A new email. It was William Larson.

He had been waiting for me abroad for so long. Even after we had officially separated, he never stopped reaching out. Every week, without fail, he sent me an email.

And now, just as he had always done, he had written again. I took a deep breath, wiped my tears, and pulled myself together. Then, I opened the email.

Clipped inside was a blurry picture of a black hole.

[Another collapsed star was observed today, Karen. How have you been? I miss you.]

[After I retire, so I don’t turn into a sad black hole, I’ll definitely come back home to watch over you.]

[It’s just that it’s still too far away. My heart breaks thinking about you.]

William grew up in a foreign country, always mixing in that dry, foreign sense of humor. Over the past five years, the files he sent me have piled up into a mountain, filling my entire inbox. The pictures he took of me, the words of love he wrote—I backed them up separately, afraid that one day they might disappear. But I never replied. For so long, it had been his one-man show.

Because unlike Ferry, I knew that I had married a man, and I had my own sense of propriety.
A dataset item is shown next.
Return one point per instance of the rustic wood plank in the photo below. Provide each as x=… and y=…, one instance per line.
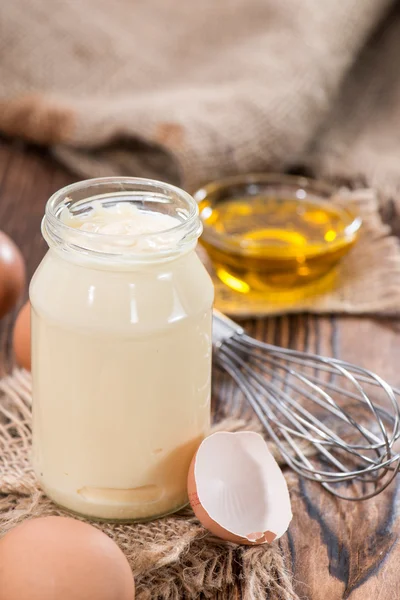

I always thought that, given time, William would eventually let go of me. But he never did.

I sat there quietly, scrolling through the letters from the past. Memories flooded my heart, and for a second, two little voices argued inside me. Then my phone beeped. Ferry had transferred ten million dollars to my account with a message.

[This is my fault. Consider this my compensation.]

But no amount of money could erase my hatred. And at that moment, I finally realized—my life was mine to live. Not for him, not for my family. For myself.

A rush of excitement coursed through me as I typed out my reply to William’s email.

[It’s not far. Wait for me for a month, and I’ll come to you.]

After that fight with Ferry, we silently agreed to sleep in separate rooms. I stayed in the master bedroom; he moved into the second bedroom. But every night when I got up, I would see the door to the second bedroom wide open—empty.

He was probably at Chindy’s house. But I no longer cared where he spent his nights. I packed up my belongings little by little, sending them overseas where William would receive them. Each box I shipped off felt like a piece of myself leaving behind the weight of my past.